December 06, 2004

ISBN Tricks

OCLC's Jeff Young wrote me in response to a recent post of mine about xISBN to let me know about a few nifty uses of xISBN:

I'd really love to see a really simple web service where a developer could feed the service an ISBN, and the service would return some very basic bibliographic information in a structured (XML) format.

Turns out that OCLC has something kinda sorta similar to this, only it returns HTML, not XML. Check out http://labs.oclc.org/xisbn/liblook?baseURL=http://google.com&opacID=openworldcat&isbn=025332968x. (Without the Frame.) This is a view into OCLC's WorldCat...it looks like the view was actualy put together for Google.
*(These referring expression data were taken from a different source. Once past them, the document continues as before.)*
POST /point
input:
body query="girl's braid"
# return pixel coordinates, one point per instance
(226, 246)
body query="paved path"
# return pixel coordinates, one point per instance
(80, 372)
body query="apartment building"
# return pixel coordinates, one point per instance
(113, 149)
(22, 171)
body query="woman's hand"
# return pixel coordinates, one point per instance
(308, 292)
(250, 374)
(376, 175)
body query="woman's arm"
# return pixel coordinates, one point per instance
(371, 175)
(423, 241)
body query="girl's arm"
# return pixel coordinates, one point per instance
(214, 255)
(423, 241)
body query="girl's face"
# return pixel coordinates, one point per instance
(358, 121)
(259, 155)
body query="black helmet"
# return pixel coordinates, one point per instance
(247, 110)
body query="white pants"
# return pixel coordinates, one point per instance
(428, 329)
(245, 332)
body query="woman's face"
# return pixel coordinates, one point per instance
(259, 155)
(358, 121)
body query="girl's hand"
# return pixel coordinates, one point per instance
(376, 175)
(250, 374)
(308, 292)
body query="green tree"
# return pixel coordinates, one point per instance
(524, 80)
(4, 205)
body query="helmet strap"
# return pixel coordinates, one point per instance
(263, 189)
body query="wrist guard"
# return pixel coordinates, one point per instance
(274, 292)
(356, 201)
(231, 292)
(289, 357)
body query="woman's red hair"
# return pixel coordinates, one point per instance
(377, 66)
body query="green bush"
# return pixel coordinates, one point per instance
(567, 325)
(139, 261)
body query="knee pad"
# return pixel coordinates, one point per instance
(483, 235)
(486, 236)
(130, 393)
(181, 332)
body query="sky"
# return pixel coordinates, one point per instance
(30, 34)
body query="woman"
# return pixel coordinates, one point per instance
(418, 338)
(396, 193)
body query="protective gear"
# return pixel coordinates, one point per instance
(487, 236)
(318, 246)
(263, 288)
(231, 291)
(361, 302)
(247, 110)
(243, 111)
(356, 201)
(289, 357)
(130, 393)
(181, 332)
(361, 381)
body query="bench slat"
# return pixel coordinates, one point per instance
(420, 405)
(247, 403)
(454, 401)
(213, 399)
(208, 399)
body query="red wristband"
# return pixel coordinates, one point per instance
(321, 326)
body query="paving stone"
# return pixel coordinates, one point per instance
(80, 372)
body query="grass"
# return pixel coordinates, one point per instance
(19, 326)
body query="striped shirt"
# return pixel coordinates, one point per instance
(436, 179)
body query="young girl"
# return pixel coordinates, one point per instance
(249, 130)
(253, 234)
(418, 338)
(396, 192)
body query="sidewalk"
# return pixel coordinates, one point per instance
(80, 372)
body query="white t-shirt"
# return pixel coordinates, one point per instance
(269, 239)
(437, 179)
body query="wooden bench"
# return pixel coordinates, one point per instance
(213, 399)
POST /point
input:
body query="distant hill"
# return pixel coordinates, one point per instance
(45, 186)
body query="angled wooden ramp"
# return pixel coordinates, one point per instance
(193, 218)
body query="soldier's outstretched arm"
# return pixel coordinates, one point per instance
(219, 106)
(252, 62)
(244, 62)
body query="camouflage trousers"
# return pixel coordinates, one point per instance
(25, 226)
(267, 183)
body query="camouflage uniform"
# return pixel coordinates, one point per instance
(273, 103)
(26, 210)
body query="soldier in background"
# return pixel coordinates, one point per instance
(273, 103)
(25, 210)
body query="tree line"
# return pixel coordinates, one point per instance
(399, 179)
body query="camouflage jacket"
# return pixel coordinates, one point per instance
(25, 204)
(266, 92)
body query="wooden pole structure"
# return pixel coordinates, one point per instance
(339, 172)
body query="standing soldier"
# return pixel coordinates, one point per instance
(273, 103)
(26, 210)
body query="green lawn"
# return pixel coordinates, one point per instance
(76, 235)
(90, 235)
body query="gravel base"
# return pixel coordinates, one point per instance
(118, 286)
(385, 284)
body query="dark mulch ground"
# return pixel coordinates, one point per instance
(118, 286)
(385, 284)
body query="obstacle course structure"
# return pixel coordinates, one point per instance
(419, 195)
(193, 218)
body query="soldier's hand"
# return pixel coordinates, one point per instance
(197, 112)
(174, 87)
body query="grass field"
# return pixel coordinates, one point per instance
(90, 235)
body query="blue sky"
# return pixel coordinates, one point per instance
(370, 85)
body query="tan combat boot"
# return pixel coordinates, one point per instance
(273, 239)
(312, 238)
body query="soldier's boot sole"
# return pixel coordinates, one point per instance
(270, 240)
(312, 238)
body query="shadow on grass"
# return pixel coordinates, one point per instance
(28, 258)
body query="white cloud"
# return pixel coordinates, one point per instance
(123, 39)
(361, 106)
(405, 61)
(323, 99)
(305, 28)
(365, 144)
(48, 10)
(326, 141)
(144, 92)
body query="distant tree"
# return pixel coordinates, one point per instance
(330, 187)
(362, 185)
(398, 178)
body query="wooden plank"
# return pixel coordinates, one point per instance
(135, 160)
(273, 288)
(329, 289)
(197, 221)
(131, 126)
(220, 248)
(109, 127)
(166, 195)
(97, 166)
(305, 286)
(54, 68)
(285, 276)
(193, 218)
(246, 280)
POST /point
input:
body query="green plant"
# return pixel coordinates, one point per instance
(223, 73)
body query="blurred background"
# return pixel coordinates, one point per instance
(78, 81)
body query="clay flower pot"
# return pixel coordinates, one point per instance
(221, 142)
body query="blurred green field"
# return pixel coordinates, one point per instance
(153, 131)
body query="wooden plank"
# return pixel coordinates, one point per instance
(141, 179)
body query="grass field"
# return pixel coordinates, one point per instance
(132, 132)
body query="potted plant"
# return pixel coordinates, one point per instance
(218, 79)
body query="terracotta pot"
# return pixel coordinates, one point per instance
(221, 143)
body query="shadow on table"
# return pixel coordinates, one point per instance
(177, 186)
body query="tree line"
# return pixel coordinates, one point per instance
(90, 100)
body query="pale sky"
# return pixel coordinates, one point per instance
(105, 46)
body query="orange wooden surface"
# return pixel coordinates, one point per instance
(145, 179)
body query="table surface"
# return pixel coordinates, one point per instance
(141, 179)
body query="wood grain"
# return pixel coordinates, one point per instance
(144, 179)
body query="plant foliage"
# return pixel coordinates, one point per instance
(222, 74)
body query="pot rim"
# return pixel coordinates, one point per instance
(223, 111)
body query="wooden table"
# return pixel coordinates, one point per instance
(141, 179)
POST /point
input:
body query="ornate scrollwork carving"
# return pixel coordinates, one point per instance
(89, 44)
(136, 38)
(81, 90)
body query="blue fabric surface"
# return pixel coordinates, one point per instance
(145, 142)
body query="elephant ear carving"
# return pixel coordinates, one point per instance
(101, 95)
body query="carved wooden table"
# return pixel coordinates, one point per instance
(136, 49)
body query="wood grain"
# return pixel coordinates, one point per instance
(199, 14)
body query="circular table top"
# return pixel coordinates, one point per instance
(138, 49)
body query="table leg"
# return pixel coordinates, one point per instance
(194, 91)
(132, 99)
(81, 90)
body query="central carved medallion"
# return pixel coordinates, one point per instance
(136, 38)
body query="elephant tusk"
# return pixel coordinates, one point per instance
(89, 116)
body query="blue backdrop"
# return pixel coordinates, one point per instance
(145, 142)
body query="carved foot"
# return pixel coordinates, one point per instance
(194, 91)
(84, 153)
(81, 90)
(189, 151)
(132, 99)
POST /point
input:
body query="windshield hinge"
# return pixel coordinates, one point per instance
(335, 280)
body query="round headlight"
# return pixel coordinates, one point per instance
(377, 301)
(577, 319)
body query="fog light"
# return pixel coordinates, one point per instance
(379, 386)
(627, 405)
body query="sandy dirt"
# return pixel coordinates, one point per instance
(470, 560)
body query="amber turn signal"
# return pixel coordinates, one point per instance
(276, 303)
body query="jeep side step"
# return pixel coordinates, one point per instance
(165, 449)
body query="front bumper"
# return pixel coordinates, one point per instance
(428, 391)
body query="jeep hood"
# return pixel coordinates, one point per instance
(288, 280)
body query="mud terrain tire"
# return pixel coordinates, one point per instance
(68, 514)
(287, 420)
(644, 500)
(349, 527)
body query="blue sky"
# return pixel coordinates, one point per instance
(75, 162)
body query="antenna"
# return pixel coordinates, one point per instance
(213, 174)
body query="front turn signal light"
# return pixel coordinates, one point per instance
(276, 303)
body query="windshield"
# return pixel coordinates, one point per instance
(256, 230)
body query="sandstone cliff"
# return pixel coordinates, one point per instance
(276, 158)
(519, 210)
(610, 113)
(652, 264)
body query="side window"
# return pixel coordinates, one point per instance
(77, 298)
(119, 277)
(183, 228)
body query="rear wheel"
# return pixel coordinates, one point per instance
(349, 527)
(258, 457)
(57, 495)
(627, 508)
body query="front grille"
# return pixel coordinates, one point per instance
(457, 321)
So, if I had this service, plus xISBN, I could build the little booklist manager I've been writing in my head for the past few months. Basically, to add a book, you'd just need to punch in an ISBN. The system would reach out to WorldCat and find the basic info about the book (title, author, publication info). Then, it would create links to my local library and Amazon. The upshot is I could keep a better list of books-to-read (the combo of an Amazon wishlist and my library's hold queue isn't cutting it for me right now).

Granted, I could probably do this pretty easily through Amazon's web services, but the sheer scope of WorldCat is pretty compelling ("57 million quality records and counting").